Mike Vaccaro

Mike Vaccaro

NBA

Tyson blooper has to be the last straw for Knicks

ORLANDO, Fla. — They have been dying bit by bit, piece by piece, week after week, game after game. They have suffered a thousand cuts, inflicted a thousand indignities on themselves and the most fervent followers of basketball New York. And always there was a belief — or a delusion — that there was time.

Time to find themselves. Time to right themselves.

Time to salvage something out of this horrid season.

But this is where that stops. This is where it ends. There are 27 games left, and the Bobcats and Hawks are starting to look like Secretariat up ahead in the distance, and there are other teams in the way, too, and the Knicks keep losing games like this to teams like this.

“This time of the year,” Tyson Chandler said, “every loss is like five.”

Carmelo Anthony’s math was even grislier.

“Everything is 10 times more magnified,” he said, “and tougher to accept.”

Five times, 10 times, 25, whatever: The fact is a team engaged in anything other than a playing-out-the-string season has to finish off a team like the Magic, especially when it’s up 14 points late in the third quarter.

The fact is, a team with any kind of ambition about elbowing its way into the playoffs has to stop being a bountiful gift for the Internet, an endless supply of GIFs that keep the people rolling in the aisles. If it isn’t Andrea Bargnani at the rim, it’s J.R. Smith lined up for a free throw. If it isn’t a group shot of a stupefied bench …

Well, it’s Chandler goaltending his own dunk.

Yes, the Knicks have provided plenty of images for a scrapbook from hell to detail and explain this season, but there may never be anything like what we saw with 1:07 left in the first overtime of this 129-121 double-OT loss to the Magic. That was when Chandler took a feed from Raymond Felton and dunked the ball behind his head, for what should have been a 115-113 lead …

… only …

… only …

… only …

Only the ball had barely passed through the bottom of the rim, emphatically, when it hit Chandler on his head — It. Hit. Him. On. His. HEAD! — and popped back out the top of the rim, and if Chandler plays H-O-R-S-E every day for the rest of his life, he’s going to have a hard time duplicating that.

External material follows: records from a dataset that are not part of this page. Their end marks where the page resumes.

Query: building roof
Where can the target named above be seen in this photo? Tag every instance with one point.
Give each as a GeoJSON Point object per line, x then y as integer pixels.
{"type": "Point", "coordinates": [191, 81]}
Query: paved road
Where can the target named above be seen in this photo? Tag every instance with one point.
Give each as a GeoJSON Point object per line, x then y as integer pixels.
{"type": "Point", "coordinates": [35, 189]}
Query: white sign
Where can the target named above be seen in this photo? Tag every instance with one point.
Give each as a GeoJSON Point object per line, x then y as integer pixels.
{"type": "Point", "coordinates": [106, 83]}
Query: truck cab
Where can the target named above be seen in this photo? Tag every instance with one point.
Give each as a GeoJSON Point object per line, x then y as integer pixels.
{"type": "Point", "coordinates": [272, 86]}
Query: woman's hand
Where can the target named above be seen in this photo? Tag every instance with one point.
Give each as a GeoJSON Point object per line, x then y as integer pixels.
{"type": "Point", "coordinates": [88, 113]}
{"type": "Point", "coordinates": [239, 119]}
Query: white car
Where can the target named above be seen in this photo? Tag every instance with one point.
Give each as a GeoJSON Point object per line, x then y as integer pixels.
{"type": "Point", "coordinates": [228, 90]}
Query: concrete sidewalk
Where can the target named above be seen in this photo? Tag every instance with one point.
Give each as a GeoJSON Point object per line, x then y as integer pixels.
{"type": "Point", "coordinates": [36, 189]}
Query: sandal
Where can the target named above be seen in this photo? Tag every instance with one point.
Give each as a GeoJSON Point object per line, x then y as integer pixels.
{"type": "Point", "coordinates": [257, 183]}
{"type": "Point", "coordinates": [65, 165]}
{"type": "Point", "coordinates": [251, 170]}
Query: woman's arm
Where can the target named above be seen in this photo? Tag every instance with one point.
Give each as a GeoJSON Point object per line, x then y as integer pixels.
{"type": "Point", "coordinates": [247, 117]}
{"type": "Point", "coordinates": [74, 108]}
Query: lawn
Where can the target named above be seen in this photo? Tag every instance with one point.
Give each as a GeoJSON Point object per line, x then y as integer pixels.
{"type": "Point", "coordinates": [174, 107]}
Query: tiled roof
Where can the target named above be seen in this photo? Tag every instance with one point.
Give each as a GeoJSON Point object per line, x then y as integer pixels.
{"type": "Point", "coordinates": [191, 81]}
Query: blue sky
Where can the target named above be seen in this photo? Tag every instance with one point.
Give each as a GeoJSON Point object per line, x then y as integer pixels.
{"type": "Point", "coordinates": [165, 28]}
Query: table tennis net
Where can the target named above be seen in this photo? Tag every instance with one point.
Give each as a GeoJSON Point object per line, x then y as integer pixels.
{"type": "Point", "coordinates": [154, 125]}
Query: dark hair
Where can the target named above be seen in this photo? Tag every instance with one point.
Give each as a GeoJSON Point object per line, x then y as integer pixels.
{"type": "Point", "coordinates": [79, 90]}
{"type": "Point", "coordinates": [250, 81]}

Dick Bavetta made a circular motion with his forefinger: offensive goaltending. And by all accounts, it was the right call because since nobody had ever seen anything quite like that before, there weren’t a lot of experts on hand at Amway Arena to debate the point with him.

“[Bavetta] said if the ball does go through the cylinder and hits a player’s head, it’s automatic offensive goaltending,’’ Chandler said softly, later on, looking like he was unsure whether he was more stunned at the play or the call or a little bit of both.  “I thought the rule was different, but I guess I’m wrong.’’

That play was more than a picture of the Knicks’ season, though, more than a microcosm, but very much of an explanation. Like so many other games the Knicks have squandered this year, the play shouldn’t have happened because overtime shouldn’t have happened, because the game should have been salted away long before.

But the Knicks were lackluster on defense — Mike Woodson estimated his team played “six minutes of defense the entire game” — and they allowed Victor Oladipo to make his strongest case yet for Rookie of the Year — 30 points, 14 assists, nine rebounds and the game-clinching dunk — and they managed to turn what should have been fourth-quarter garbage time into a cuticle-and-fingernail buffet.

Bit by bit, piece by piece, week after week, game after game. There always has been something with these Keystone Kops Knicks, slapstick beyond belief, banana peels all over the floor, laugh-or-else-you’ll cry nonsense everywhere you turn. This is where it stops. This is where it ends.

Twenty-seven games remain. May they pass quickly.